Tuesday, November 13, 2012

 Open For Business

Prime Minister Stephen Harper is intent on forging as many free trade deals with Canada and other potential partners as he possibly can.  

Perhaps to prove to Canadians that the opportunities exist and his government will take advantage of them.  Perhaps, as an aside, to demonstrate to our largest trading partner that Canada will not be trifled with, and that our trading relationship should be taken seriously as befits the billions in goods and materials that cross the border both ways.  Cavalier treatment results in defiance and a determined search elsewhere.

Announcing Canada open for business, for increased trade and investment in China is debatably wise.  Investment in natural resources is primarily what that giant nation is interested in.  Expecting the courtesy of investment resulting in increased employment for Canadians can take a blow from the reality of Chinese investors doing a dance around the expectations of the Government of Canada that employment opportunities be offered first to Canadians.

China has accustomed itself to taking over vast tracts of arable land in parts of Africa for agriculture that will benefit China's growing needs to feed its huge population.  Africans are rarely given the opportunity to work on those farming conglomerates.  Arrangements are made to import Chinese workers to do the work, thus solving two of China's problems; providing work for its citizens and food as well.

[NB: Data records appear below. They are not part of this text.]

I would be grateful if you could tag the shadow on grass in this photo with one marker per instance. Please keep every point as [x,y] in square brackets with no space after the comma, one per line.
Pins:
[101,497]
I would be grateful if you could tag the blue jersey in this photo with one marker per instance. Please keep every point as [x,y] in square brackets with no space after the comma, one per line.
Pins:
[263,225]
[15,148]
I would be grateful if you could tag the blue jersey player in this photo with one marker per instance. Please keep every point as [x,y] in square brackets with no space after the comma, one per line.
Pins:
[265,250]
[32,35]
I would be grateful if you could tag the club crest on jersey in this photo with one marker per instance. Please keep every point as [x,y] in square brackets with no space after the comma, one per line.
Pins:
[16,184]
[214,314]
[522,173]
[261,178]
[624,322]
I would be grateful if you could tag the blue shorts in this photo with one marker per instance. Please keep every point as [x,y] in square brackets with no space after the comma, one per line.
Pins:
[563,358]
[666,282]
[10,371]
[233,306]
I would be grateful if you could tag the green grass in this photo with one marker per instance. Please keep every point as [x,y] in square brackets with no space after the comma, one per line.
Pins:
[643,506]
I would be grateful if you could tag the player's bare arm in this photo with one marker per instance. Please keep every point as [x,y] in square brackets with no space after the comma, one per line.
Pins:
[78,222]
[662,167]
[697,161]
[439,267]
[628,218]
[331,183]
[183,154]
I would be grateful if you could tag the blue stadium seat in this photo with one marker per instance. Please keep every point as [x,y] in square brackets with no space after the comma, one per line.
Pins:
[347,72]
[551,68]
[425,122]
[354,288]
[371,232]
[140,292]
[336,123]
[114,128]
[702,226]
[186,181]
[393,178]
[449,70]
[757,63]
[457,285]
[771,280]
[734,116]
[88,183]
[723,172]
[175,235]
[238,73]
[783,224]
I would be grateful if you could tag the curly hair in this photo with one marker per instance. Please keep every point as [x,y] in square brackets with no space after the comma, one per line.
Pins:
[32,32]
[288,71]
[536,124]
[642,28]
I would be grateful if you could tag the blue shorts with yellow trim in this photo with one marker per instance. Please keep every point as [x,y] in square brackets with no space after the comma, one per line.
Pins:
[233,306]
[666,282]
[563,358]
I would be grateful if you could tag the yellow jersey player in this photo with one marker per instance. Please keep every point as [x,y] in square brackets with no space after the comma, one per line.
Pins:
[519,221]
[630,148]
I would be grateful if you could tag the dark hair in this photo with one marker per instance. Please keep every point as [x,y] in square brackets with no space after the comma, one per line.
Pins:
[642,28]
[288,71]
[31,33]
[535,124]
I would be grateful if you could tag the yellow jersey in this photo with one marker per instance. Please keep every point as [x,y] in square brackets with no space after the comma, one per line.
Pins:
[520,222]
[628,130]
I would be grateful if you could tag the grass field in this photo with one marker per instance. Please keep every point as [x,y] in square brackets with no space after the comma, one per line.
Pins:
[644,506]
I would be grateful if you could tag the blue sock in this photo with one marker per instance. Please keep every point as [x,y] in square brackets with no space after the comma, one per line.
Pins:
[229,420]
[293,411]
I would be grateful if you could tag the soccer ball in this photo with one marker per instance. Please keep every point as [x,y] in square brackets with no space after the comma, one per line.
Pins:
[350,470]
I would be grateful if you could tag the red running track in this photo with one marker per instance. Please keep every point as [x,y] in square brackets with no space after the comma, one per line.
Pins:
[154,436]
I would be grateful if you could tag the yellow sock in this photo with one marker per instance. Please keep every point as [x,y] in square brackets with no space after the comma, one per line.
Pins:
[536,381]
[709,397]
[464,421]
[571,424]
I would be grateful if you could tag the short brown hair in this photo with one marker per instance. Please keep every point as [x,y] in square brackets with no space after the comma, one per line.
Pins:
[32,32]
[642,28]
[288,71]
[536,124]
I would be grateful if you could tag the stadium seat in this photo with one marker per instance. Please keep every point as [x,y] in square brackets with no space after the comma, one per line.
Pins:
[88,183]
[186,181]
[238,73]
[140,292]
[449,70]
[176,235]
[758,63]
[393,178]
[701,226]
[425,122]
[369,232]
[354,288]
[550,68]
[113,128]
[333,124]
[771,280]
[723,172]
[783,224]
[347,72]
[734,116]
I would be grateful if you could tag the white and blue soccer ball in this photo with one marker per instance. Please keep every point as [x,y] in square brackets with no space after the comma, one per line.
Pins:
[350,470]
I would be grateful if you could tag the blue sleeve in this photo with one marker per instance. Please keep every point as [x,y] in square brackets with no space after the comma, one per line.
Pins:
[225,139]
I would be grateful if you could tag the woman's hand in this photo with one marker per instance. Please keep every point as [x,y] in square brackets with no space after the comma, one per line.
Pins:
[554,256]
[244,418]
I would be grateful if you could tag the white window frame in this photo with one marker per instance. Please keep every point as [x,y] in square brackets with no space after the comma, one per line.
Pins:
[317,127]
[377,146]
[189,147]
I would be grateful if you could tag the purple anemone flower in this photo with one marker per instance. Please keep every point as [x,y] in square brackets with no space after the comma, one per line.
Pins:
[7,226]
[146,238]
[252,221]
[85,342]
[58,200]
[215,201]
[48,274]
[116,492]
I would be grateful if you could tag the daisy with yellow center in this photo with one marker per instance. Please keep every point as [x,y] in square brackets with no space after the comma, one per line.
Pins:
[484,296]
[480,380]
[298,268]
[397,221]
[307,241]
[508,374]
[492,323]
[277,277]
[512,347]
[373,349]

In Canada that is not a dreadfully popular move.  The Government of Canada has been inordinately busy signing trade deals with countries around the world, from the Middle East to Latin America, awaiting the opportunity to sign deals with the Trans-Pacific Partnership free trade agreement, and with the European Union.  In both these instances, Canada's opposites point to government subsidies with disfavour.

Not that government subsidies to key industries and agricultural products are not common enough elsewhere in the world.  But when one country represents the applicant, the others tend to pull rank and demand concessions.  With the European Union, negotiations that have been years in the making will not result in anything concrete for yet another several years, if they do come to fruition.

The Comprehensive Economic and Trade Agreement (CETA) promises benefits to Canada in trade in tariff reductions, rules of origin, technical barriers, government procurement and services, along with trade facilitation, regulatory co-operation, intellectual property rights, labour mobility, sustainable development and investment.

The 27 member-states that make up the European Union represent a population of over a half-billion people; roughly one-third of China's population.  The expectation is that a CETA agreement would result in a $12-billion (.77%) annual increase in Canada's GDP.  Canadians will be able to enter the labour market in the EU, purported to be the largest in the world.

Canada represents the EU's 12th-largest export market.  CETA would increase the EU's GDP by an estimated $17-billion (0.08%).  There will be one signatory on the Canadian side; the Government of Canada, along with input from the provinces and territories.  On the EU side the agreement must be ratified by each member state of the European Union.